Wakil Ketua DPR, Sufmi Dasco Ahmad, menegaskan bahwa pemilihan presiden tetap akan dilakukan secara langsung oleh masyarakat dan bukan melalui Majelis Permusyawaratan Rakyat (MPR).
Baca juga: Djokovic Melaju ke Semifinal US Open 2025, Tantang Alcaraz
Pernyataan ini disampaikan dalam konferensi pers yang diadakan di kompleks parlemen pada Senin (19/1) untuk meluruskan informasi yang beredar mengenai wacana tersebut.
Pernyataan Sufmi Dasco Ahmad
Sufmi Dasco Ahmad memberikan penjelasan tegas mengenai perdebatan yang muncul seputar pemilihan presiden. Ia menyatakan, 'Kami sepakat UU Pemilu yang ada itu tidak termasuk pemilihan presiden oleh MPR. Itu tidak ada di situ.'
Dasco juga menyebutkan adanya wacana pemilihan kepala daerah yang mungkin akan dilakukan melalui DPRD, tetapi hal ini tidak akan berdampak pada proses pemilihan presiden.

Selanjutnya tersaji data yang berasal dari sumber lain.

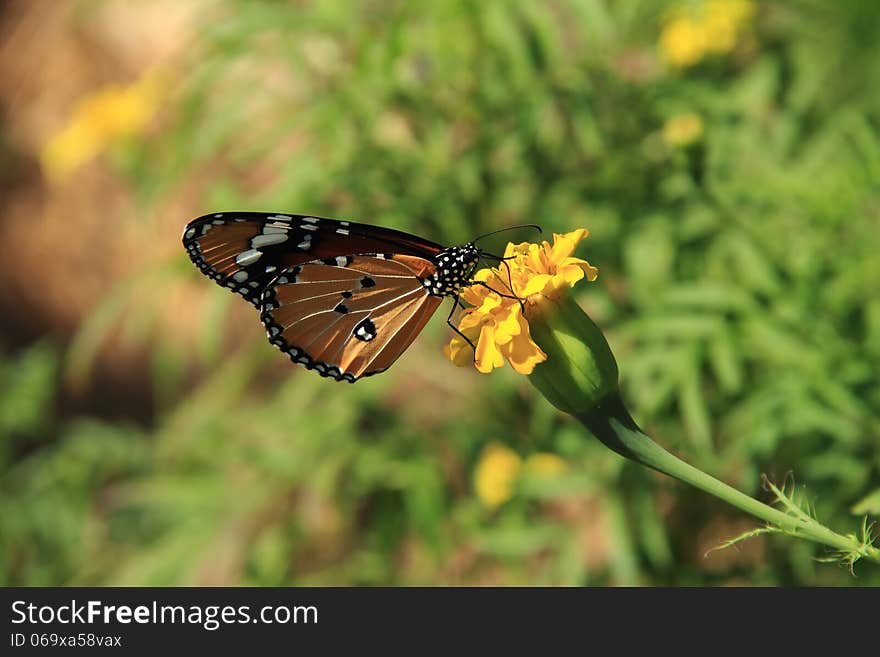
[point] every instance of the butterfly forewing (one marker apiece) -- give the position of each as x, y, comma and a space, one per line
349, 316
244, 251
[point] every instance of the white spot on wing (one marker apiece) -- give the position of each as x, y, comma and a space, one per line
266, 240
248, 257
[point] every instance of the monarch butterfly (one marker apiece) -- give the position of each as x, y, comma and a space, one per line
341, 298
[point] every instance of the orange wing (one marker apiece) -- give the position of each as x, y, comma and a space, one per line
244, 251
350, 316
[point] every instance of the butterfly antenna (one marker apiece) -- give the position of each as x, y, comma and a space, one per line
502, 230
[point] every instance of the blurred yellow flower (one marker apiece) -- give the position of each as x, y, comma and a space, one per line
495, 474
544, 464
713, 27
101, 119
499, 467
683, 130
496, 323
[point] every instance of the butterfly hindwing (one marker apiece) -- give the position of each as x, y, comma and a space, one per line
245, 251
349, 317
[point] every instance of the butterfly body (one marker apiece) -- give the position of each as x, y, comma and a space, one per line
342, 298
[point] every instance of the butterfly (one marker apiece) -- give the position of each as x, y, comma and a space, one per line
342, 298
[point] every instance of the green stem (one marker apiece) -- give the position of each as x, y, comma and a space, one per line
612, 424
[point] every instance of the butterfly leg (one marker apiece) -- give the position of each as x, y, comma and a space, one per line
522, 303
455, 328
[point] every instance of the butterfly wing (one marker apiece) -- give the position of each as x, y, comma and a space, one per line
348, 317
244, 251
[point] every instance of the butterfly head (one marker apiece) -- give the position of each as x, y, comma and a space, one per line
455, 268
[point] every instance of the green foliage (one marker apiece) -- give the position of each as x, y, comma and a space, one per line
738, 288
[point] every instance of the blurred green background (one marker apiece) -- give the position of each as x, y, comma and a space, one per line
724, 154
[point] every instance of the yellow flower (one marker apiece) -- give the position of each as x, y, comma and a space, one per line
101, 119
708, 28
683, 130
535, 274
495, 474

Ia menekankan bahwa fokus utama DPR pada tahun 2026 akan mencakup revisi Undang-Undang Pemilu, guna memastikan informasi yang akurat sampai ke masyarakat.
Baca juga: Penangkapan Direktur Lokataru: Kritikan Mengalir dari Komnas HAM dan DPR
Rencana Pembahasan RUU Pemilu
Ketua Komisi II DPR, Rifqinizami Karsayuda, mengkonfirmasi bahwa pada tahun 2026, hanya RUU Pemilu yang akan diusulkan dalam Program Legislasi Nasional (Prolegnas).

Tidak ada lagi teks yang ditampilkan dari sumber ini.